These mobile tools help you become a citizen scientist, whether you’re documenting wildlife or measuring the effects of light pollution
Mobile applications for smartphones, tablets and other gadgets can turn just about anyone into a citizen scientist. App-equipped wireless devices give users worldwide the ability to act as remote sensors for all sorts of data as they go through their daily routines—whether it’s invasive garlic mustard weed in Washington State or red-bordered stinkbugs in Quintana Roo, Mexico.
Smartphones can automate data collection and incorporate many important data-gathering functions—such as capturing images, audio and text—into a single tool that can “stamp” the date, time and geographic coordinates associated with an observation, says Alex Mayer, a civil and environmental engineering professor at Michigan Technological University.
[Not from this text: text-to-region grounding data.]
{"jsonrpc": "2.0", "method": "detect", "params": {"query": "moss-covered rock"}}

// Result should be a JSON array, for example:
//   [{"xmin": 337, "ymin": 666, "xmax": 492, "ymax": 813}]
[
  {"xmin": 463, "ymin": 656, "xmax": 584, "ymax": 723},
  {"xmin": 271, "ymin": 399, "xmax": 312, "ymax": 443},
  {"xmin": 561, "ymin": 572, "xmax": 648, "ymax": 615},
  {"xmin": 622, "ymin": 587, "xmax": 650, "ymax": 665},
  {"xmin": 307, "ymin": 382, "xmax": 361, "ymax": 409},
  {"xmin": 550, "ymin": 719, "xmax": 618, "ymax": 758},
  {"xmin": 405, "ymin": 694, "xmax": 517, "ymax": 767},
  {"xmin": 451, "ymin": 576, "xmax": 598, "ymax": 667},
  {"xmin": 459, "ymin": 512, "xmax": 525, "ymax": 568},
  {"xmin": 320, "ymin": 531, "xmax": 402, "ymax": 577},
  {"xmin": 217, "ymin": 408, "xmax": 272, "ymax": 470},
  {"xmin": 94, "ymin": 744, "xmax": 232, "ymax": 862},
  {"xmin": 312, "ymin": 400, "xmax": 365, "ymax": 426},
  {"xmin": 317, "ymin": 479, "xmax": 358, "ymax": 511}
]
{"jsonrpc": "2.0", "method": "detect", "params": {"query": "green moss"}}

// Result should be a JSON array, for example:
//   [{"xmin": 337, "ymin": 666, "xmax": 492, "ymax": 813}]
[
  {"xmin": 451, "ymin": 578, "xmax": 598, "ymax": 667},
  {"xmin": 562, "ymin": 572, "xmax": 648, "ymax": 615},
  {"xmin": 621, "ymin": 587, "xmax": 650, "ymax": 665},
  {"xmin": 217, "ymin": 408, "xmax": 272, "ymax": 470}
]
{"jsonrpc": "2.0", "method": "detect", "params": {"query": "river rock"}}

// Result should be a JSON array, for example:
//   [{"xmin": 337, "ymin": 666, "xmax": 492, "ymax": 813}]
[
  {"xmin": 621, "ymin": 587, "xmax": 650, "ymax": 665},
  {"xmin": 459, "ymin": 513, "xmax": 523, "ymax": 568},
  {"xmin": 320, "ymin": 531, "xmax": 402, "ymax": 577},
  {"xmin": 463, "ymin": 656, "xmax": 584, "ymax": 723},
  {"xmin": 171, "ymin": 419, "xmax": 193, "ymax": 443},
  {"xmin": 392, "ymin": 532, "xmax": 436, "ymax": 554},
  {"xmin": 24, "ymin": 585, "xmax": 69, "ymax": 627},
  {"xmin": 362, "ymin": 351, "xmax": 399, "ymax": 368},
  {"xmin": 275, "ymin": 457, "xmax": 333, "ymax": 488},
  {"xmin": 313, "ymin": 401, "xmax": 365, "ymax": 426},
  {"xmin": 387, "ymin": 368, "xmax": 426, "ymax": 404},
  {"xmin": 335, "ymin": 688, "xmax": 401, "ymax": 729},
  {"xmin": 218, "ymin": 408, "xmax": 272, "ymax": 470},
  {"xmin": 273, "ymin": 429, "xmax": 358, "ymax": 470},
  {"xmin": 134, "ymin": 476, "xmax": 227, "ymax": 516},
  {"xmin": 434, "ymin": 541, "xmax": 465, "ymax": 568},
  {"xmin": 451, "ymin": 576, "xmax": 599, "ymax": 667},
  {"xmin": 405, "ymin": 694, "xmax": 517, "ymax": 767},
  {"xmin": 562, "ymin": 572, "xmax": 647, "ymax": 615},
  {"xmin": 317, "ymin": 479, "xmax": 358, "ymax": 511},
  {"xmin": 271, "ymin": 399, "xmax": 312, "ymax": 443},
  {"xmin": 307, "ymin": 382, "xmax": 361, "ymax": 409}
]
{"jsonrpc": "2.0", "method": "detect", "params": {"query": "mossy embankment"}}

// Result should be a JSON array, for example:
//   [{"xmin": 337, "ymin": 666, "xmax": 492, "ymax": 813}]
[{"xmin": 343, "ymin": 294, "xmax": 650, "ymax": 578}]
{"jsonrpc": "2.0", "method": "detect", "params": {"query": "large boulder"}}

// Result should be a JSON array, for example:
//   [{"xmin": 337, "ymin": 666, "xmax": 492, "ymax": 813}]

Mayer is leading a project with Michigan Tech colleague Robert Pastel, an associate professor of computer science, and a group of students to develop new citizen science mobile apps.
Their Cyber Citizens project, which began in 2011 with a grant from the National Science Foundation, is dedicated to producing mobile and Web-based tools each semester that help everyday people collect environmental information. The project enlists the efforts of Michigan Tech grad and undergrad students studying a number of different disciplines, including computer science, scientific and technical communication, and psychology. The students design the apps in collaboration with scientists at their university and elsewhere, including professional anthropologists, ecologists and ornithologists. Cyber Citizens has four apps in beta: Beach Health Monitor, Lichen AQ (Air Quality), Mushroom Mapper and Ethnographer. “All our mobile apps are for the Android platform, since it’s open, so developers have more freedom,” Pastel says.
The popularity of data gathering by lay people, greatly facilitated by the ease and convenience of mobile devices, has helped entire communities dedicated to citizen science form around efforts like Marine Debris Tracker and Project Noah. In addition, the Web site SciStarter lists more than 600 active citizen science projects around the world, one third of which are powered by mobile apps.